When a Windows application starts and asks the OS about the hardware capabilities, all these components need to be ready to go before that. We’ve found there are different ways to accomplish this:
- The classic one is to have each virtualized API as a Dynamic Linked Library (DLL) and have them next to the application executable and make use of the Dynamic-Link Library Search Order mechanism present in Windows. However, this method fails for some of the components and it’s not 100% reliable.
- Since we are running inside a container, another approach would be to replace the Windows System DLLs with our own. However, this approach has disadvantages as well.
With these less-than-optimal solutions in mind, we decided to try a different approach. Enter…payload injection.
The better way to do it is to use a payload injection method during mainCRTStartup(), before the application starts executing the main() function.
This method comes with a few key advantages:
- Per application Virtualized APIs
- Initialization of runtime capabilities done before the main application even starts
- Fully reliable and deterministic outcome (since the Virtualized API is initialised in the same and correct order unlike when relying on Windows Dynamic-Link Library Search Order mechanism)
Docker Windows Container Setup
We’d overcome one challenge already. But it was also essential that we select the right Windows Container base image.
A Windows Server image doesn’t support a lot of components required by an interactive application. For example, there is no Audio Support and DirectX support is minimal. On previous versions of Windows Server, the Media Foundation Feature could be installed and this would allow a Windows application to use XAudio or XInput, for example. So, for running an interactive Windows Application in a Windows container, a Windows 10 container image must be used as a starting point. Besides this, other redistributable packages also need to be set up, like Visual C++, DirectX, etc. Once all the prerequisites are set up, using the method of injecting and virtualizing the interfaces gives us the ability to fully run an interactive Windows Application in a Windows Container.
From Starting the Application in a Windows Container
To connecting the Client, on another PC
To getting the application streamer from the Windows Container to the Client PC
Throughout this process, we encountered and overcame an array of technical challenges, working together to figure out a viable approach. Together, we confirmed that the important and hard work for this process happens at the API level, and how each API is virtualized, how compression of data and sending the data takes place and the synchronisation between the server and client machine.

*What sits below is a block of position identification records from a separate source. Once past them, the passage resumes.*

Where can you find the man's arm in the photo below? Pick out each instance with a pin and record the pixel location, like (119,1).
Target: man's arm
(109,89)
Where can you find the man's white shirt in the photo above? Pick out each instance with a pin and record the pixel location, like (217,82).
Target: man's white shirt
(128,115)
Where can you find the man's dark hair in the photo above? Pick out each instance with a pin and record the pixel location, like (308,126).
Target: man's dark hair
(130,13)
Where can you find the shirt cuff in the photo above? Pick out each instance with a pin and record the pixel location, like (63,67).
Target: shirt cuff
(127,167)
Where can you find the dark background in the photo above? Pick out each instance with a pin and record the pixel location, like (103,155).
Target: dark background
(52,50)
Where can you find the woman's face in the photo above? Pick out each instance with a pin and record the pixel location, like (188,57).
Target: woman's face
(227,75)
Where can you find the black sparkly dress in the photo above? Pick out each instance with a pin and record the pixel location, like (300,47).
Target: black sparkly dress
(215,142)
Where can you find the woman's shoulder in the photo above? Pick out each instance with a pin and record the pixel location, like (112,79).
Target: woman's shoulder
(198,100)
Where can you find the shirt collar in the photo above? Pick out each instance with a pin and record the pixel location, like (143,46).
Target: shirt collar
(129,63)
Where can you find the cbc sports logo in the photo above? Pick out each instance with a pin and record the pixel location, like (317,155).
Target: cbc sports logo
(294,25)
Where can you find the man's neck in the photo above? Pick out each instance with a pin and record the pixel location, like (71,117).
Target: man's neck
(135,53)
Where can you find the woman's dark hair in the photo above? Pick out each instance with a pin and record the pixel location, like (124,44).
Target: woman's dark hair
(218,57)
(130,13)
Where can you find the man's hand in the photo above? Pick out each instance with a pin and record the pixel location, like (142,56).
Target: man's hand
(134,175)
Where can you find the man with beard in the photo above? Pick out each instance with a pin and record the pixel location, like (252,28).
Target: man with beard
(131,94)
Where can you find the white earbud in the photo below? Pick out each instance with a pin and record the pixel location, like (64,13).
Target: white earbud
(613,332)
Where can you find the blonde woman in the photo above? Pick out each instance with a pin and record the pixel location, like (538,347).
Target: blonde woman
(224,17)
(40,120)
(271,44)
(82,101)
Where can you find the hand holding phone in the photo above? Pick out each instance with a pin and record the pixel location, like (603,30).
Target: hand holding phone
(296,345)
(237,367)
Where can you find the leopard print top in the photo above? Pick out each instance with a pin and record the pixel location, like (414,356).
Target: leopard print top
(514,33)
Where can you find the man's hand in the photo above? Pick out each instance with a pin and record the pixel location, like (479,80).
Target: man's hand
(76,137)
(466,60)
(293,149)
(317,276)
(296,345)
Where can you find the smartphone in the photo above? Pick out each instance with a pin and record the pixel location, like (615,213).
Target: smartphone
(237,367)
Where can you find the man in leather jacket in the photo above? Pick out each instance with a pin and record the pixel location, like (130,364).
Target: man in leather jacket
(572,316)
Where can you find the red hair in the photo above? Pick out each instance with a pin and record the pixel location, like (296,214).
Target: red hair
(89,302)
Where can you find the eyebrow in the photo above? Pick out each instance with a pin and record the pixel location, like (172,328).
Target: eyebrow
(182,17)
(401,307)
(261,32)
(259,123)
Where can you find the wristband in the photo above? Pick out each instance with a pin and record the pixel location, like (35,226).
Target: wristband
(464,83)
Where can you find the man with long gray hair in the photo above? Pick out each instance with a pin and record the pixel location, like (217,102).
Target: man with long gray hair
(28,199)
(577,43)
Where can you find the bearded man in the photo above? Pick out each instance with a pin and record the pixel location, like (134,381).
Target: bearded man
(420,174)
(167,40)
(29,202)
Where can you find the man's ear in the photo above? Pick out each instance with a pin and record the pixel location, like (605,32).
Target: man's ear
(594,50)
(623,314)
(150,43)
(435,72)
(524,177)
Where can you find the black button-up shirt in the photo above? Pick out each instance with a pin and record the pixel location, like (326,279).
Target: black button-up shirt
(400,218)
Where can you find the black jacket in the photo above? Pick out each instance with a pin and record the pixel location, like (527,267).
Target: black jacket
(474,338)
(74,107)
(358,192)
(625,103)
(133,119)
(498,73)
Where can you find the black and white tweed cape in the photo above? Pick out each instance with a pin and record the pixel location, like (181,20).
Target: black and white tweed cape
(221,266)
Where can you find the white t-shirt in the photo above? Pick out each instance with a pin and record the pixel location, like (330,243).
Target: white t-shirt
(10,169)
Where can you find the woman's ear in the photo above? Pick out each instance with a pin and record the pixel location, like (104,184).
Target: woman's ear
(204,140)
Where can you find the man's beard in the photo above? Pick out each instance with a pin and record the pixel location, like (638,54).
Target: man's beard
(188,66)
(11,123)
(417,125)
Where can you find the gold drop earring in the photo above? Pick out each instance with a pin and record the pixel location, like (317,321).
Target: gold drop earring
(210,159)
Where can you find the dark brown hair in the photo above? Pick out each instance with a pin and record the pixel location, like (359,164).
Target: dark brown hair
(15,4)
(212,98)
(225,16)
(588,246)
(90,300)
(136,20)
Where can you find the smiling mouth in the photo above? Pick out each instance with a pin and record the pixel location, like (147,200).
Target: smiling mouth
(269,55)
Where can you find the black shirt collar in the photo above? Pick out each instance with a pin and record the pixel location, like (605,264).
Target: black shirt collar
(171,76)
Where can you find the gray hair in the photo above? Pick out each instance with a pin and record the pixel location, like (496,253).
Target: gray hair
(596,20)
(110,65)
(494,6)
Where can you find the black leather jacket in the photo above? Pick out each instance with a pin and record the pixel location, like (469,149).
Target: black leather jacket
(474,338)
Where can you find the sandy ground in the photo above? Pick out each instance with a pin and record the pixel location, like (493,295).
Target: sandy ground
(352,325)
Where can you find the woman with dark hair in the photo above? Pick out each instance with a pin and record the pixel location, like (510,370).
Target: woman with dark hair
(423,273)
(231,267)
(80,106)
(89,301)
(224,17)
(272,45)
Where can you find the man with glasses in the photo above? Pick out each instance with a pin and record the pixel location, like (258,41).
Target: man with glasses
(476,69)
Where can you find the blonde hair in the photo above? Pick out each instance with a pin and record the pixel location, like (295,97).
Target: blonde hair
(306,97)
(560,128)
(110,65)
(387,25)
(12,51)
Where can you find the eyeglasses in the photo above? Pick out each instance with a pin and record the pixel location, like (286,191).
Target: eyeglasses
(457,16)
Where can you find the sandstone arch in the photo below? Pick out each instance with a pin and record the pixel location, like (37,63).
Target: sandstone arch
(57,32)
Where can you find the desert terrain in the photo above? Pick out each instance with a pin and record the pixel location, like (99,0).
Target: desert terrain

Being able to run the streamed application from a Docker Container in this way provides some key benefits:
- Complete isolation from the machine on which the docker image runs on
- Ability to run multiple concurrent docker containers on the same cloud machine or deterministic runs each time
- Ability to scale and stream many more thousands of streams from any machine in the cloud from any cloud vendor
In short, our experiment was incredibly useful – helping us to experiment and iterate new ways to bring the world closer to the metaverse & innovate the impossible!